「陛下隆恩,念在宛貴妃的份上,饒了我的性命。」顧媖好似在解釋她為何還能這樣來見長明。
長明沒有回答。
「你不該救我。」要殺她的並不是長明,長明是救下她的人。
她定定看著隱在半明半暗牢房中的長明,長明早已知曉自己並非為長孫無境的血脈,只不過,到底是什麼時候知道的,她並不知道,可以肯定的是長明應當沒有料想到自己竟會是玉凝兒之女。

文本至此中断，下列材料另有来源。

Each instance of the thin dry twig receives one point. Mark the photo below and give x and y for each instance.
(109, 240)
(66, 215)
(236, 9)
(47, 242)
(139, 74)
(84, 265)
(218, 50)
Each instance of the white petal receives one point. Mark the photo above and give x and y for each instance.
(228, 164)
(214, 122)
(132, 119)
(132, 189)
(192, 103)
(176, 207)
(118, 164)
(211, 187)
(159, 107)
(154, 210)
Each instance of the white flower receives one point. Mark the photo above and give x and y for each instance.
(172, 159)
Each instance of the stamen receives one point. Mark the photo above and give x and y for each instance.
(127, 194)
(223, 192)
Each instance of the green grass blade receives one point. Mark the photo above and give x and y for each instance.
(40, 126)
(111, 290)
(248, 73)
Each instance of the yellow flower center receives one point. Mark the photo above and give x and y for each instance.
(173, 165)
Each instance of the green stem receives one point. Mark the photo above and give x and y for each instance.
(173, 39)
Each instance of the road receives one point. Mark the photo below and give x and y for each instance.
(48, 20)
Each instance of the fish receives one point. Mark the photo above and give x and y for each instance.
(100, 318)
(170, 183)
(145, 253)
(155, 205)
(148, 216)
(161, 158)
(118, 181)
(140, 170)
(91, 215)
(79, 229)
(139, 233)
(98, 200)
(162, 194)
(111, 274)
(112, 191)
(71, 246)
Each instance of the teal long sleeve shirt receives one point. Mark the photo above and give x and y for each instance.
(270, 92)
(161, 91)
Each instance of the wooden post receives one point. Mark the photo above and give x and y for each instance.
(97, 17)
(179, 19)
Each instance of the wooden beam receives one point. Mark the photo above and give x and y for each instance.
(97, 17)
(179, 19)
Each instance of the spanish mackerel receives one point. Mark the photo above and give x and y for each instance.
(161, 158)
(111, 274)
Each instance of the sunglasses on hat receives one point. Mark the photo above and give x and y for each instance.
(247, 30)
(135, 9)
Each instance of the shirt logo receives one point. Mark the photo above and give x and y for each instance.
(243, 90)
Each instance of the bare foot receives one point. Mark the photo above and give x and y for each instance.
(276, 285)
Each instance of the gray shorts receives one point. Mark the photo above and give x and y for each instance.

長明垂著的羽睫輕顫了一下:「就算沒有你,也必然會有另一個人。」
是極為虛弱無力的聲音,顧媖以往不曾聽到過。
長明還是不看顧媖,她難道稀罕做長孫明?
答案必然是不,她從不稀罕做長孫明,便讓她選,她又當如何,只作顧長明,這一輩子只在小青山?
腦中浮出不該浮現的身影。
長明低垂著眼看著自己不甚有氣力的指。
沒有什麼好不好,壞不壞,顧長明也好,長孫明也罷,玉凝兒之女又能如何。
這些很壞的事也並非全然是壞的。
當長孫明時,她過得很糟,但讓她選,她似乎又無法捨棄掉這糟糕的三年。
如果沒有這三年,她應該會更為難受。
這三年……
顧長明的十七年,長孫明的三年,於她來說,都有所值得。
痛也好,歡喜也好。
顧媖看著半隱在黑暗中令人驚心動魄的美人,她比誰都清楚,這一張臉意味著什麼,顧婉現在所得的一切,只不過是因同這張臉有三分的相似。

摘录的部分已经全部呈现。